Sunday, September 5, 2004

Frances, do yo' stuff

We don't want anybody to be hurt by this storm, of course, and our kindest thoughts go out to those who have been displaced and traumatized by her (including the nutjob reporters who stand out in the rain to bring us raindrop-by-raindrop reports) but, having said that, this could be our big chance:

If Frances rips Florida loose from her moorings, like yacht owners who don't want to make the payments anymore but could sure use the insurance check are doing, and since almost everybody has already been evacuated, we see the best chance ever to promote reunification of Americans and maybe cleaner government as well.

Once Florida has been declared a hazard to navigation, the U.S.Navy should, at once, tow her out to sea and sink her with gunfire.

Think of the benefits:

Drunken sea captains heading for Mobile will no longer have to one-eye it through the Straits of Florida.

Future hurricanes will no longer be bottled up in the Gulf of Mexico (See: Galveston, 1900).

It'll be too far for Cubans to row to the U.S. in old pick-ups.

Retirees will relocate to other warm states, like South Carolina, where they can still enjoy hurricanes, but can put their double-wides above sea level. Their Social Security money will be more evenly dispersed throughout the economy, and jobs will be created.

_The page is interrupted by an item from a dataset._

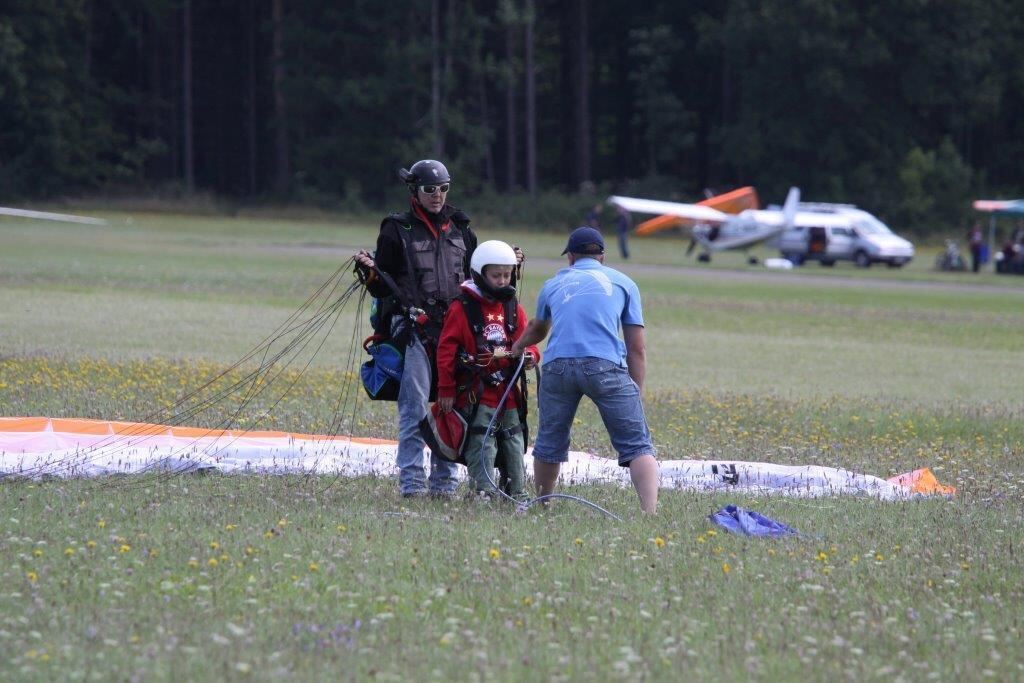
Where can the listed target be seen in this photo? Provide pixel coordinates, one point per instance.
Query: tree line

Absentee ballots from Floridians will just float around in the Atlantic and will pose no danger to the rest of us. Ballot counts will become more accurate.

JEB can go be governor of Wyoming. That's where Cheney's from, and all the oil and gas rigs will become a tourist attraction. Disney will do something with this.

There will be two less senators and electoral votes will need to be shifted. Minor details that can be worked out next week.

See: It's win-win.

Note: My bride has just come in and told me that one of Florida's power plants is submerged. Maybe it's getting ready to launch torpedoes. We can only hope.